The 17th Airborne Division, "The Golden Talons", was an airborne infantry division of the United States Army during World War II, commanded by Major General William M. Miley.
Activated in April 1943, the division took part in the Knollwood Maneuver and other exercises that helped ensure that the U.S. Army would retain airborne divisions. It arrived in Britain in August 1944, having missed the Allies' first two large-scale airborne operations: Operation Husky and Operation Neptune.
In Britain, the 17th came under the command of Maj. Gen. Matthew B. Ridgway's XVIII Airborne Corps, a part of Maj. Gen. Lewis H. Brereton's First Allied Airborne Army. It was not chosen to participate in Operation Market Garden, the airborne landings in the Netherlands, as Allied planners believed it had arrived too late and could not be "trained up" in time. After Market Garden, the division was shipped to France and then Belgium to fight in the Ardennes during the Battle of the Bulge. The 17th gained its first Medal of Honor during its time fighting in the Ardennes, and was then withdrawn to Luxembourg to prepare for an assault over the River Rhine. In March 1945, the division participated in its only airborne operation, dropping alongside the British 6th Airborne Division as a part of Operation Varsity, during which it gained three more Medals of Honor. The division advanced through Northern Germany until the end of World War II, when it briefly undertook occupation duties in Germany before shipping back to the United States. It was inactivated in September 1945, although it was briefly reactivated as a training division between 1948 and 1949.
Formation
The German Armed Forces pioneered the use of large-scale airborne formations, first during the invasion of Norway and Denmark and later that year during the assaults on the Netherlands and Belgium in 1940 and later in the Battle of Crete in 1941. The Allied governments were aware of the success of these operations (but not of the heavy German casualties incurred, particularly during the assault on the Netherlands and the invasion of Crete) and decided to form their own airborne formations. This decision would eventually lead to the creation of five American and two British airborne divisions, as well as many smaller units. The 17th Airborne Division was activated on 15 April 1943 at Camp Mackall in North Carolina, under the command of the newly promoted Major General William Miley, a veteran of World War I. The division was originally composed of the 513th Parachute Infantry Regiment, activated on 11 January 1943 at Fort Benning, the 193rd Glider Infantry Regiment, and the 194th Glider Infantry Regiment. The official dedication ceremony for the unit took place on 1 May 1943, with thousands of civilian and military spectators, including Major General Elbridge Chapman, overall commander of Airborne Command and of all American airborne forces during World War II.

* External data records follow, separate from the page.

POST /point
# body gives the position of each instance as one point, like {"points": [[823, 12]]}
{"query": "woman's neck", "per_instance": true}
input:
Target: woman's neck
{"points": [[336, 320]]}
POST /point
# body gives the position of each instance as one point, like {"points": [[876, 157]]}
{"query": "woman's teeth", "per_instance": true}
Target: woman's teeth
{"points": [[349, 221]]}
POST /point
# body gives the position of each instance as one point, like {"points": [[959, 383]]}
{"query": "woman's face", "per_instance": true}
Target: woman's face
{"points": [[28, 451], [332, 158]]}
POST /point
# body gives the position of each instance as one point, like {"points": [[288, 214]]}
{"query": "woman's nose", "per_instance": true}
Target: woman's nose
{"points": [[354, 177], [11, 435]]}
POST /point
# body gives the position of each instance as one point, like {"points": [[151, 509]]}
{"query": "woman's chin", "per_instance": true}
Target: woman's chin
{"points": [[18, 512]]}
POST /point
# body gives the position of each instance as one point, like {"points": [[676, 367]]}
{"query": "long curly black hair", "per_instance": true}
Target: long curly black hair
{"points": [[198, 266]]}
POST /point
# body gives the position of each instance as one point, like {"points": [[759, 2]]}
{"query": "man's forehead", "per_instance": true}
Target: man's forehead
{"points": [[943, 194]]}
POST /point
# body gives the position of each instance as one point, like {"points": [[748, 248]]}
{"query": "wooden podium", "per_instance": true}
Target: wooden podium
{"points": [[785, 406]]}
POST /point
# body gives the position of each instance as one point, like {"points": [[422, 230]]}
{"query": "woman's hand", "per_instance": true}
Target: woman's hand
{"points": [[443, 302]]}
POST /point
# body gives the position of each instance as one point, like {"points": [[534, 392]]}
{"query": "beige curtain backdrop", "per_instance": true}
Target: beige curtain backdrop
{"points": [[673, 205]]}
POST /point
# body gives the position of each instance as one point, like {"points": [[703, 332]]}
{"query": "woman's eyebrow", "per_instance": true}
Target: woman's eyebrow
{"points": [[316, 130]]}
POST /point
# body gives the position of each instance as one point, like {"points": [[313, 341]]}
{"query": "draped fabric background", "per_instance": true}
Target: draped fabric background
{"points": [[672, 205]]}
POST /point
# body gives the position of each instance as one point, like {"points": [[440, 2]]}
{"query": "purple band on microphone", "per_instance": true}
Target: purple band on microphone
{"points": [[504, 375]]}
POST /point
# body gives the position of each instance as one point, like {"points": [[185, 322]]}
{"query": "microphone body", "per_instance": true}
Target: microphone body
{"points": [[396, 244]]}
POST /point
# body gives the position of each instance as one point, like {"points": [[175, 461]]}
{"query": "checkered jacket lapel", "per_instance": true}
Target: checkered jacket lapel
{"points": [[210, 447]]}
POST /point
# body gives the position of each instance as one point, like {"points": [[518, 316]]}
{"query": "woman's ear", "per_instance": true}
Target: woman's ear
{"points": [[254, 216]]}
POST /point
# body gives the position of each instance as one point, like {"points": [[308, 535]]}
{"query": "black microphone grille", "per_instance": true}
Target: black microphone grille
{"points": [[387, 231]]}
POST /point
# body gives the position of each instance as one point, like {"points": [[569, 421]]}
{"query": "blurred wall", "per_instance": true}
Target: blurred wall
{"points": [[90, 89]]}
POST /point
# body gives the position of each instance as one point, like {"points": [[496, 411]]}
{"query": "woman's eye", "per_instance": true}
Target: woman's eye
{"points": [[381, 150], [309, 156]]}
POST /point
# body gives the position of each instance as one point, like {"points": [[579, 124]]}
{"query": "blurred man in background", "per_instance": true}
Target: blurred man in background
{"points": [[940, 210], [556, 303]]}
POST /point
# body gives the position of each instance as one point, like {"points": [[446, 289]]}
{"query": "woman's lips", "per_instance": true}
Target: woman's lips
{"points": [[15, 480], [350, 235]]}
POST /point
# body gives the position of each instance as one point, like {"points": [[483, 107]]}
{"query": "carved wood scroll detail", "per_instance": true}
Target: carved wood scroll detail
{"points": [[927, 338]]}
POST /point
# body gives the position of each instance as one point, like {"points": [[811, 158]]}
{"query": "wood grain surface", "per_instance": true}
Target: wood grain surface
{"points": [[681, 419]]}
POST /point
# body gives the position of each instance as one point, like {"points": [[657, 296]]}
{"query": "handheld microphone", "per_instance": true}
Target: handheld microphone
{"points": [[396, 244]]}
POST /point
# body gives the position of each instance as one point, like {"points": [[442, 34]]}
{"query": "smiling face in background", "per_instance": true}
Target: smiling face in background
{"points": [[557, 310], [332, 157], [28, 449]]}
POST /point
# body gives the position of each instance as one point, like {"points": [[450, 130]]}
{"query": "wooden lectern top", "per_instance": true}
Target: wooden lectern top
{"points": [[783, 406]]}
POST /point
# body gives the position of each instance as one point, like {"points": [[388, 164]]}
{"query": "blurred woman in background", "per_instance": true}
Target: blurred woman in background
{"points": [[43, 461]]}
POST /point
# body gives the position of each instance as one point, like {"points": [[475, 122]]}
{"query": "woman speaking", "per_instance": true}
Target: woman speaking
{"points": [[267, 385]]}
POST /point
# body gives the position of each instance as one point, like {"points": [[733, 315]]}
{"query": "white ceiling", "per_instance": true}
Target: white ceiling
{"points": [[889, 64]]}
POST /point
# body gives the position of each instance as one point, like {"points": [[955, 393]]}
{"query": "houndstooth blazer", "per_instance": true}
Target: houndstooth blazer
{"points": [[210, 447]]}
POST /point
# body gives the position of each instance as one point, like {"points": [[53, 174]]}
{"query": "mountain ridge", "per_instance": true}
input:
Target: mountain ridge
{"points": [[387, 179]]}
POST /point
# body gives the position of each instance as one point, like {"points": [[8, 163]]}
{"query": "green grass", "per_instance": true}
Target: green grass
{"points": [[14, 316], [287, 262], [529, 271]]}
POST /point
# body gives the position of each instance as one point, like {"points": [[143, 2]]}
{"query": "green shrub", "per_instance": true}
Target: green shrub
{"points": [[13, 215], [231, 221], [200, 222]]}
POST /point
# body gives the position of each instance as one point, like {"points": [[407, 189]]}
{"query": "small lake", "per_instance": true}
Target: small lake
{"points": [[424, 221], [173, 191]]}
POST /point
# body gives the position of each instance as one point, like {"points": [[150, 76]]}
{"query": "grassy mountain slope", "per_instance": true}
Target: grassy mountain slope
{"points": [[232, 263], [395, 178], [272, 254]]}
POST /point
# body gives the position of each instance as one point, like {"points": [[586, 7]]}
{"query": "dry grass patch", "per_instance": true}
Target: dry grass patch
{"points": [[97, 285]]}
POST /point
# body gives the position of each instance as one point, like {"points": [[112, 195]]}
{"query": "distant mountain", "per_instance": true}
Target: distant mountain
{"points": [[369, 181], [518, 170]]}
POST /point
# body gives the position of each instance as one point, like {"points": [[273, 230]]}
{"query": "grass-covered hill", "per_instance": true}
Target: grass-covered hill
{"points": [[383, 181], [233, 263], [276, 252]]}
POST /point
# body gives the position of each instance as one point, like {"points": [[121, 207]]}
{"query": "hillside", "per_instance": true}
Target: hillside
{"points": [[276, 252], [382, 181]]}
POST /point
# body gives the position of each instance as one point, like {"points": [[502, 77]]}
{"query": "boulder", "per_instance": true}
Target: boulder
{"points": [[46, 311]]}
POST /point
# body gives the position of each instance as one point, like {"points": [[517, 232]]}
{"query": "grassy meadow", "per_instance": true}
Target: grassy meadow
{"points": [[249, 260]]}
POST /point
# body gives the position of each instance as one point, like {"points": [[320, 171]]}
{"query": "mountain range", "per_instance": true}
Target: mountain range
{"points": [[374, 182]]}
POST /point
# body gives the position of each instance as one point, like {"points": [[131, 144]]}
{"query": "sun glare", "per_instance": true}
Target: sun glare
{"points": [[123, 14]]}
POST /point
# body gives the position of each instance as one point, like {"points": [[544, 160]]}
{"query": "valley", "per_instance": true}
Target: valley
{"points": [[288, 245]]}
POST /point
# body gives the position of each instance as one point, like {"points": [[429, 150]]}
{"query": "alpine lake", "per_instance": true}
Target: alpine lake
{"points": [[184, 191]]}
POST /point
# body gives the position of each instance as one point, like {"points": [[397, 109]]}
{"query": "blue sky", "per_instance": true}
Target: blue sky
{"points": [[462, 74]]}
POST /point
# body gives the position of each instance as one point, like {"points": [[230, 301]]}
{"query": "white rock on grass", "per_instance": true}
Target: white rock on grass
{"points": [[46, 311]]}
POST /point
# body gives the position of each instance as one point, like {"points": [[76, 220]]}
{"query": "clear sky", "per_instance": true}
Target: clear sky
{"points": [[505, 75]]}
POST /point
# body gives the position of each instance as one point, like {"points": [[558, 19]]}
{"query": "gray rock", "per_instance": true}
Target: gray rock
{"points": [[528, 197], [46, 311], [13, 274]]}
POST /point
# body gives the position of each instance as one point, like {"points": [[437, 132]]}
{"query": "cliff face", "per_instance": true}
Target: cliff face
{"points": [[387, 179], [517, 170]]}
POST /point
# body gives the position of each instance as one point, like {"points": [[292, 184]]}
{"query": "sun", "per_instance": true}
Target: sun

thumb|left|[[William M. Miley|William Miley, seen here as a brigadier general, commanded the 17th Airborne Division for the entirety of its activation.]]Once activated, the division remained in the United States for training and exercises. As the division, like all airborne units, was intended to be an elite formation, the training regime was extremely arduous. There were and towers built from which prospective airborne troops would jump off of to simulate landing by parachute, lengthy forced marches and practice jumps from transport aircraft; to pause in the doorway of an aircraft during a practice jump resulted in an automatic failure for the candidate. The resultant failure rate was accordingly high, but there was never a shortage of candidates, especially for the American divisions, as the rate of pay was much higher than that of an ordinary infantryman. The Commanding General (CG) of the U.S. 11th Airborne Division, Major General Joseph May Swing, had been temporarily assigned to act as airborne advisor to General Dwight D. Eisenhower, the Supreme Allied Commander in the Mediterranean, for the invasion of Sicily, and had observed the airborne assault, which went badly. The U.S. 82nd Airborne Division had been deployed by both parachute and glider and had suffered high casualties, leading to a perception that it had failed to achieve many of its objectives.
Swing Board
General Eisenhower had reviewed the airborne role in Operation Husky, and had concluded that large-scale formations were too difficult to control in combat to be practical. Lieutenant General Lesley J. McNair, commander of Army Ground Forces, had similar misgivings: once an airborne supporter, he had been greatly disappointed by their performance in North Africa and, more recently, Sicily. However, other high-ranking officers believed otherwise, notably the U.S. Army Chief of Staff, George Marshall. He persuaded Eisenhower to set up a review board and to withhold judgement on the effectiveness of divisional-sized airborne forces until a large-scale maneuver could be tried in December. When Swing returned to the United States to resume command of the 11th Airborne Division in mid-September 1943, he had an additional role. McNair ordered him to form a committee–the Swing Board–composed of U.S. Army Air Forces, parachute and glider infantry, and artillery officers to arrange a large-scale maneuver that would effectively decide the fate of the divisional-sized airborne force. The maneuver would also provide both divisions with further airborne training, as had occurred several months previously in a large-scale maneuver undertaken by the 82nd and the 101st Airborne Divisions.